La Marchesa era una donna di quarantadue anni, alta e smilza, con occhi e capelli castani chiari e un volto giallognolo e piuttosto antipatico, ma attraversato da mille sorrisi, quando le conveniva. La figlia, Mademoiselle Geneviève, era una spilungona nubile di ventotto anni, magra come la madre, dai capelli biondo paglierino già un po' radi, gli occhi celeste pallido e il volto scialbo e perennemente annoiato. Era leggermente claudicante, a causa della poliomielite che l'aveva colpita a due anni, lasciandola viva, ma con un arto leggermente più corto dell'altro. La Marchesa aveva cercato di far sposare la figlia con tutti i gentiluomini della città e dei dintorni, ma i tentativi ripetuti e quasi ossessivi di lei non erano mai stati coronati dal successo. Non le era parso vero, pertanto, quando aveva saputo che Lille avrebbe avuto il suo nuovo Conte, la cui condizione di celibe le era parsa un segno del destino. Tramite alcune sue conoscenze parigine, aveva reperito delle informazioni su di lui ed era partita, quindi, all'arrembaggio dello scapolo.

– Che bella sorpresa, Conte di Lille, è un vero piacere incontrarVi – miagolò la signora, atteggiando il viso arcigno e spigoloso alla sua migliore risata.

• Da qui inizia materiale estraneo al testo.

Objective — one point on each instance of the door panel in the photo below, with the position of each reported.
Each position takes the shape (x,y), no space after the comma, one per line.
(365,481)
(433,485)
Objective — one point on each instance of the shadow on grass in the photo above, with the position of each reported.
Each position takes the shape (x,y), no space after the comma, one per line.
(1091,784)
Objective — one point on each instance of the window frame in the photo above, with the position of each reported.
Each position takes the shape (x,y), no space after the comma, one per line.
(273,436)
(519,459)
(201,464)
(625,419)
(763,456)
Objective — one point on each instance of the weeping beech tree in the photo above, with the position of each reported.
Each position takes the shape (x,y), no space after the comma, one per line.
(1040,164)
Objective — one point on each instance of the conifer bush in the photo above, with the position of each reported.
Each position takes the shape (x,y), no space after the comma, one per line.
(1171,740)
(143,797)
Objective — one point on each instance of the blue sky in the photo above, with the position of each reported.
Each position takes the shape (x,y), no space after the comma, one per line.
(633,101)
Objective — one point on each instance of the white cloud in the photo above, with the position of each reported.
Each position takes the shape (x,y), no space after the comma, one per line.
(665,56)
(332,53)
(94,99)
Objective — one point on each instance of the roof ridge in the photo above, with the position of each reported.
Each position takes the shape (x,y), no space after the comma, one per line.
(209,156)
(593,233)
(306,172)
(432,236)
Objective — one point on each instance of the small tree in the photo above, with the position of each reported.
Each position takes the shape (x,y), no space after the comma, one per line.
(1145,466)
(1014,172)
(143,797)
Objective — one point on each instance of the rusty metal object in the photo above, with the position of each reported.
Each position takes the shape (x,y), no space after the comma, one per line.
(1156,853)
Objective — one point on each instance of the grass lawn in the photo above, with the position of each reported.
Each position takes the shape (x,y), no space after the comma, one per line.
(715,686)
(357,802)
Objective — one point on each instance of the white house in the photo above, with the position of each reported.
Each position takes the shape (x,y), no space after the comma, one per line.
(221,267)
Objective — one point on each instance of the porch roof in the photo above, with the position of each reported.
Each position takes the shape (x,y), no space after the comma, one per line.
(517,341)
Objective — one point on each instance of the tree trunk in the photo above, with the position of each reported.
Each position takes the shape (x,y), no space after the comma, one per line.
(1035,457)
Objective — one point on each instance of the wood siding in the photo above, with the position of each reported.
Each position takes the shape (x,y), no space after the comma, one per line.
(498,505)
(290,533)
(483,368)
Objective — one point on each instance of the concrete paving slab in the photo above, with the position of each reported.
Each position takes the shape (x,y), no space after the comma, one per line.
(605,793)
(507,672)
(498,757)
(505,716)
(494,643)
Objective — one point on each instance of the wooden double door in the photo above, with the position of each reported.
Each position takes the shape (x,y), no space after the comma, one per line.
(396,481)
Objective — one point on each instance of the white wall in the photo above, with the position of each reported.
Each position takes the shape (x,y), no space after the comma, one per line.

La figlia fece seguire alle parole della madre un sorriso che assomigliava, piuttosto, a uno sbadiglio, data l'espressione eternamente corrucciata che mai l'abbandonava.

– Signora Marchesa, Signorina, il piacere è tutto mio – rispose André – rivolgendo un inchino a entrambe.

– Signor Conte, è già da qualche giorno che Geneviève ed io ci diciamo: "Ma perché non invitiamo a pranzo il Conte di Lille, uno di questi giorni?". Vero Geneviève?

– Sì, Madre.

– Potreste venire fra tre giorni, cosa ne dite? La nostra cuoca è una delle migliori della regione.

– Signora, sono arrivato da poco e ho molte cose da fare – si schermì André che non nutriva un'eccessiva simpatia per le due donne e che aveva intuito, oltretutto, lo scopo di quell'invito.

– Insisto, Signore! Potreste venire giovedì a mezzogiorno e mezza.

– D'accordo, Marchesa. Sarò lieto di essere Vostro ospite – si arrese André, desideroso di non fare una cattiva impressione ai suoi nuovi concittadini e di non guadagnarsi, appena arrivato, una reputazione da uomo selvatico, presuntuoso o strano – Vi porgo i miei omaggi – e si accomiatò con un inchino.

– Arrivederci! .... Saluta, Geneviève.

– Arrivederci – obbedì la signorina, col suo solito fare imbronciato e la voce atona e strascicata.

Quando André fu lontano e fuori della portata delle loro voci, la Marchesina protestò con la madre.

– Oh, Madre, ma cosa Vi viene in mente? Era un plebeo fino al mese scorso.... E' stato un servitore per tutta la vita! Cosa dovrei fare dopo averlo sposato? Giocare a carte col mio maggiordomo?